Exploring INC’s 5000 Fastest Growing Companies of 2018

8 minute read

Every year, thousands of companies submit their 3 most recent years of financial information to Inc. magazine/website in the hopes of making it on their Inc. 5000 list of fastest growing private companies in America. In a previous post, I provided a script I put together to extract this data from https://www.inc.com/inc5000/list/2018. In this post, I explore the data and discover some interesting things along with some outliers and mistakes.

I discovered what seems to be some innacuracies in what was published. More specifically, there are several companies with 0 employees reported. There’s another company with $2.3 million in annual revenue and 100,000 employees, which can’t be right.

There are a few interesting plots in this post as well. Enjoy!

#import modules
import pandas as pd
import sqlite3
import matplotlib.pyplot as plt
import seaborn as sns
import numpy as np
%matplotlib inline
#connect to the database and create a dataframe out of the data in the database
conn = sqlite3.connect("inc2018.db")
df = pd.read_sql_query("SELECT * FROM company;", conn)

Top 5 Fastest Growing Private Companies

df.head()
index Rank CompanyName Leadership 2017Revenue Industry Founded Growth Location Employees
0 0 #1 SwanLeap Brad Hollister $99 M Logistics & Transportation 2013 75,661% Madison, WI 49
1 1 #2 PopSockets David Barnett $168.8 M Consumer Products & Services 2010 71,424% Boulder, CO 118
2 2 #3 Home Chef Patrick Vihtelic $255 M Food & Beverage 2013 60,166% Chicago, IL 865
3 3 #4 Velocity Global Ben Wright $49.2 M Business Products & Services 2013 39,817% Denver, CO 78
4 4 #5 DEPCOM Power Jim Lamon $219.6 M Energy 2013 38,963% Scottsdale, AZ 104

Preparing the data for analysis

For any attribute in which the script is not able to find the html tag it is looking for, the script outputs “couldn’t find”. Below I will look for all rows that contain “couldn’t find” in any of the fields.

cant_find = df[df.apply(lambda row: row.astype(str).str.contains("couldn't find").any(), axis=1)]
cant_find
index Rank CompanyName Leadership 2017Revenue Industry Founded Growth Location Employees
71 71 couldn't find ConvertKit Nathan Barry, 27 couldn't find Software 2013 couldn't find Boise, ID 30
267 267 couldn't find Stukent Stuart Draper couldn't find Education 2013 couldn't find Idaho Falls, ID 48
414 414 couldn't find Lync America Cynthia Lee couldn't find Logistics & Transportation 2014 couldn't find Chattanooga, TN 27
997 997 couldn't find Proximity Learning Inc.

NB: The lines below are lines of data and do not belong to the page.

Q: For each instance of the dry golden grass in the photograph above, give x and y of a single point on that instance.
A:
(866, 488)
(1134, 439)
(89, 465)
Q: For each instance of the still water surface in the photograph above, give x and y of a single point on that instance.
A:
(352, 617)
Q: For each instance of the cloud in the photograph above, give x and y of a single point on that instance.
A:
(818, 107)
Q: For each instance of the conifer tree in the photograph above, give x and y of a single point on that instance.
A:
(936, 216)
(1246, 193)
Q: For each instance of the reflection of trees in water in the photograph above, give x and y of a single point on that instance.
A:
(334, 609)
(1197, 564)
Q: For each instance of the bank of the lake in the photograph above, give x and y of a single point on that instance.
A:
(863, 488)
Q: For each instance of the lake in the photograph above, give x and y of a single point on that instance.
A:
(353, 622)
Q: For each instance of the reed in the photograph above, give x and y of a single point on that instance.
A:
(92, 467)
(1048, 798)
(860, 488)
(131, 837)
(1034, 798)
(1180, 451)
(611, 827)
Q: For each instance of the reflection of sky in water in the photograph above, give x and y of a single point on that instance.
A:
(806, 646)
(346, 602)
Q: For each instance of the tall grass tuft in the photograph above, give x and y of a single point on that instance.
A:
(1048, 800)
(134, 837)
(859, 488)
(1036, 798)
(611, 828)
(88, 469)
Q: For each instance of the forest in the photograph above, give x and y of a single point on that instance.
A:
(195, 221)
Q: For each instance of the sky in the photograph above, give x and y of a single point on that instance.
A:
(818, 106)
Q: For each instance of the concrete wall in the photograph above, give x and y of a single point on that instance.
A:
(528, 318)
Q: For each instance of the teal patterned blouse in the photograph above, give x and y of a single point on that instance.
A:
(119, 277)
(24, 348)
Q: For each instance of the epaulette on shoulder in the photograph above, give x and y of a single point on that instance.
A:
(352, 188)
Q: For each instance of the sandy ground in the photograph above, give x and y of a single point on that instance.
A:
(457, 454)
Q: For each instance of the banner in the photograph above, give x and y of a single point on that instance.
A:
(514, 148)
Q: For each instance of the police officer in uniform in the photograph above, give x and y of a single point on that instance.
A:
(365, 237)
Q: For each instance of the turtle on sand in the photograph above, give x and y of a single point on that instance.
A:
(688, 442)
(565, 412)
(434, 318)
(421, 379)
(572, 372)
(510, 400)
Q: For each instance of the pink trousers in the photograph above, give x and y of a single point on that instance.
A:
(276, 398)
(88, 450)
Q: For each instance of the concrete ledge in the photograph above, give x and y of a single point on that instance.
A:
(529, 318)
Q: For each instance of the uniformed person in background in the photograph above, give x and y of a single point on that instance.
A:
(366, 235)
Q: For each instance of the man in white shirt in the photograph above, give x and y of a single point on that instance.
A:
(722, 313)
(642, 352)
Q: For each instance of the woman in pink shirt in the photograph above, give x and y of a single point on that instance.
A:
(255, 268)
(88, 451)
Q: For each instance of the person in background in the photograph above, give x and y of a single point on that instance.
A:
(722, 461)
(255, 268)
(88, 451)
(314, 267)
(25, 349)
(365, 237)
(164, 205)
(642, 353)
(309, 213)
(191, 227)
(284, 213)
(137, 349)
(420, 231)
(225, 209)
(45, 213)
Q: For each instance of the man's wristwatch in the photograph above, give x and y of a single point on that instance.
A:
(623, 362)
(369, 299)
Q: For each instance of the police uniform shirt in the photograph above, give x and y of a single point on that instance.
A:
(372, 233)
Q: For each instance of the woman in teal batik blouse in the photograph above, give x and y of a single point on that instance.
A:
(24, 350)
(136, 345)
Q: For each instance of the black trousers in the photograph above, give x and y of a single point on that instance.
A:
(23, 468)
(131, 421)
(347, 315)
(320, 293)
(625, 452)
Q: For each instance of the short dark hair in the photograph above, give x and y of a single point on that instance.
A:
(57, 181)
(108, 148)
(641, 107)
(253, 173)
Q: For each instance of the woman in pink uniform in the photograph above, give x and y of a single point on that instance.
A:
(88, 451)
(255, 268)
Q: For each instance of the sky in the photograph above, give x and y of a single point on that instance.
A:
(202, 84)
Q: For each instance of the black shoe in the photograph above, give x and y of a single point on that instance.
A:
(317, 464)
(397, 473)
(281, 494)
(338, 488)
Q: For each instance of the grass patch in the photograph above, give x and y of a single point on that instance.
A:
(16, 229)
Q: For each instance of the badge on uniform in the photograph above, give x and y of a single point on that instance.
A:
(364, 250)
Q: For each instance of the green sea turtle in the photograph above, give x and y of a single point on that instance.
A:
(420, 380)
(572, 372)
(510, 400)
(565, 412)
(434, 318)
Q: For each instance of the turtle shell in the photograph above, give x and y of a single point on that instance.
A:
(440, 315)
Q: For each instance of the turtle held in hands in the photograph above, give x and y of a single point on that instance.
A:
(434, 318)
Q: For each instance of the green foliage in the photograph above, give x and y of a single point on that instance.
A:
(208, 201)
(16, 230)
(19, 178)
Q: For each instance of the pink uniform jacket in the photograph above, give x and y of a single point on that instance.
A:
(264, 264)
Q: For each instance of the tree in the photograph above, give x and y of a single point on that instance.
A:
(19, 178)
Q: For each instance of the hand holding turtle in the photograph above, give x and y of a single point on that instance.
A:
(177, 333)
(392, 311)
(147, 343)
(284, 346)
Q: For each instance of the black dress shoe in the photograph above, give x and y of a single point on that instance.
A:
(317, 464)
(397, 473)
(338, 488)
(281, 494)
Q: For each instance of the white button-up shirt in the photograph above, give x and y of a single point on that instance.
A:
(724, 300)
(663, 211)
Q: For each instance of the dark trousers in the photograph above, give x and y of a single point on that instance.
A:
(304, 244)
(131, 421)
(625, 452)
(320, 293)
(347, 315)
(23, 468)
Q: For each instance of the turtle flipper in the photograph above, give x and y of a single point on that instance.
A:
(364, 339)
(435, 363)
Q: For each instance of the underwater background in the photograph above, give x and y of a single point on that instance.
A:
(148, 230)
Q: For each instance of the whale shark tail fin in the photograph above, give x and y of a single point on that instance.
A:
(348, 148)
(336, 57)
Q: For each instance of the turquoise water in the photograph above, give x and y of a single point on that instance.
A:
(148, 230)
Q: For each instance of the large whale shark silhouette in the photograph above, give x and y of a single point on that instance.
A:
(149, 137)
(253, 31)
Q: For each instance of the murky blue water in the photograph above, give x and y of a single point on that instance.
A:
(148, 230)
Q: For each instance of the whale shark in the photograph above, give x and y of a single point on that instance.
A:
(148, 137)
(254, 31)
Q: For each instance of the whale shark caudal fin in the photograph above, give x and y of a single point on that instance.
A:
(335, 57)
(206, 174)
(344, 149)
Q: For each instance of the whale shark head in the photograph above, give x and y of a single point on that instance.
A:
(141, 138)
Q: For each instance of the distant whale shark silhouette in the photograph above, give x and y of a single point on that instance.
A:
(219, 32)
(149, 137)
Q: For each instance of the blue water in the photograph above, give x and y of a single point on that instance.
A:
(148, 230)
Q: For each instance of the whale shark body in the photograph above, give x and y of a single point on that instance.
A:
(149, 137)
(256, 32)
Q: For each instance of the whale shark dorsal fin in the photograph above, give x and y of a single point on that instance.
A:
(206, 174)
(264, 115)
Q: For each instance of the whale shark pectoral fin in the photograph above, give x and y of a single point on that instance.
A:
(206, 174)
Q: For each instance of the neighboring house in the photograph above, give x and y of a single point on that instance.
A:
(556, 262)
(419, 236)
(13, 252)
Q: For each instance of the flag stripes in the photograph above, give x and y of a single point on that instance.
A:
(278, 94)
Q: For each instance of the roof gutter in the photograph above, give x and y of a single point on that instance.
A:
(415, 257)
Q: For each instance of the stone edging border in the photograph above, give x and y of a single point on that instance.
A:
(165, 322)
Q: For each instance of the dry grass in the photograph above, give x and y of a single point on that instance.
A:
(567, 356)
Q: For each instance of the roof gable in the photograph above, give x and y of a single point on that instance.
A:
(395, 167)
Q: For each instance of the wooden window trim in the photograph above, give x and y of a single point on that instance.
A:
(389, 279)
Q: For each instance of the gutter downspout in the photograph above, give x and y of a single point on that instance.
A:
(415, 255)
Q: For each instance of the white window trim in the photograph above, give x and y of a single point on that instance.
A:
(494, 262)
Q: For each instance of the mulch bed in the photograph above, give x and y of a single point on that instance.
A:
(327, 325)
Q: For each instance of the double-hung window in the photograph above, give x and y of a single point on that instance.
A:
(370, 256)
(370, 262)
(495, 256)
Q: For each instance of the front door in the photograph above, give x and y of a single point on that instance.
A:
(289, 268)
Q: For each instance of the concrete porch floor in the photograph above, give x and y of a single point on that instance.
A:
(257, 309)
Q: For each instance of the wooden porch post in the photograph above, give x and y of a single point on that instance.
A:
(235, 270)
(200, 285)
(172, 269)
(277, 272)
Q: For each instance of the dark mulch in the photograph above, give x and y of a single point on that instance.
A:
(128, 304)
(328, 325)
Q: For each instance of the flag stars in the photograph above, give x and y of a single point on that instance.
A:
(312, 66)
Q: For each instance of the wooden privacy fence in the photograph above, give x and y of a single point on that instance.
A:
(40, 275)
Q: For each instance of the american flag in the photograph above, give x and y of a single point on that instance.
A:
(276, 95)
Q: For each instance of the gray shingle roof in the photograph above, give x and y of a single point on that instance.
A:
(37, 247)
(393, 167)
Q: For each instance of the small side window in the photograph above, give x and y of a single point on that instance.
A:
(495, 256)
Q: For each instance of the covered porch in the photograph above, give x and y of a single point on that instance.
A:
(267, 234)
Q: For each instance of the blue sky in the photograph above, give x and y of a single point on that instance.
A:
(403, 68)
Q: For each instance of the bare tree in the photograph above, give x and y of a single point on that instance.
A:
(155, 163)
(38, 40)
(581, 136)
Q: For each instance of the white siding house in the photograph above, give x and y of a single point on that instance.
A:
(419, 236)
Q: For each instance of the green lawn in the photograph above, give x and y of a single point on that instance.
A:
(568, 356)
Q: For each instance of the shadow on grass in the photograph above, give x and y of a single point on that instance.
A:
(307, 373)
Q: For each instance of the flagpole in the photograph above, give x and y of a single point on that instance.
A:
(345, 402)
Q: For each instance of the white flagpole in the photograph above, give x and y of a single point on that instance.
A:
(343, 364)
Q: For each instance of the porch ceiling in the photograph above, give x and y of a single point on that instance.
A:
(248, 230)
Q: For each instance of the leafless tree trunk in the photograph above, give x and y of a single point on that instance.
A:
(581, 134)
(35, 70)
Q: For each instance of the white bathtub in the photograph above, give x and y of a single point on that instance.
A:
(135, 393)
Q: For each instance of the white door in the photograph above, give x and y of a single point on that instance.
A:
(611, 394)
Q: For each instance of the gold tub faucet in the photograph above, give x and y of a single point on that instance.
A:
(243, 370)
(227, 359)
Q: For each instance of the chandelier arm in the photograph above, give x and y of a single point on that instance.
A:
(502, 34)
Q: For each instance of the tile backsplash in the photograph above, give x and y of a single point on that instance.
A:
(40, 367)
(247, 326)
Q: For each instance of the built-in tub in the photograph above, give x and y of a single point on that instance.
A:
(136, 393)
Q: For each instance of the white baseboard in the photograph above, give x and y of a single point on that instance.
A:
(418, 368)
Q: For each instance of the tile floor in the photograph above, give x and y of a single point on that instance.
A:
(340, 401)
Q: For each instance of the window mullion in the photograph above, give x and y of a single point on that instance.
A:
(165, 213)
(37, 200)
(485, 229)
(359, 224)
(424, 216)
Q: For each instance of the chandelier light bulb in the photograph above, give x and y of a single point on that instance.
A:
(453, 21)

Evan Erdberg couldn't find Education 2009 couldn't find Austin, TX 150
1339 1339 couldn't find 404 Page Not Found couldn't find couldn't find couldn't find couldn't find couldn't find couldn't find couldn't find
1569 1569 couldn't find pNeo Peter Wenham couldn't find Consumer Products & Services 2008 couldn't find Denton, TX 15
1693 1693 couldn't find KingPay Ron Singh couldn't find Financial Services 2013 couldn't find London , United Kingdom 50
2251 2251 couldn't find 404 Page Not Found couldn't find couldn't find couldn't find couldn't find couldn't find couldn't find couldn't find
2351 2351 couldn't find Greenback Tax Services Carrie McKeegan couldn't find Financial Services 2008 couldn't find Mong Kok, Hong Kong 50
2485 2485 couldn't find EvoText Johanna Wetmore couldn't find Software 2014 couldn't find Burlington, MA Small (25 - 49)
2582 2582 couldn't find ITinspired Robert Wise $147.3 M IT Services 2011 151% Baton Rouge, LA Micro (10 - 24)
2791 2791 couldn't find Nationwide Transport Services, LLC Jason Foltz couldn't find Logistics & Transportation 2009 couldn't find Fort Lauderdale, FL 20
2857 2857 couldn't find Beehive Plumbing Matthew Naylor couldn't find Construction 1999 couldn't find West Jordan, UT 24
4364 4364 #3854 Surface Mount Technology couldn't find $14.3 M Manufacturing 1997 68% Appleton, WI 130
4660 4660 couldn't find 404 Page Not Found couldn't find couldn't find couldn't find couldn't find couldn't find couldn't find couldn't find
4971 4971 couldn't find Insight Global Bert Bean $1928.8 M Business Products & Services 2001 58% Atlanta, GA 2570

There are 16 company profiles for which the script was not able to extract at least one of the fields.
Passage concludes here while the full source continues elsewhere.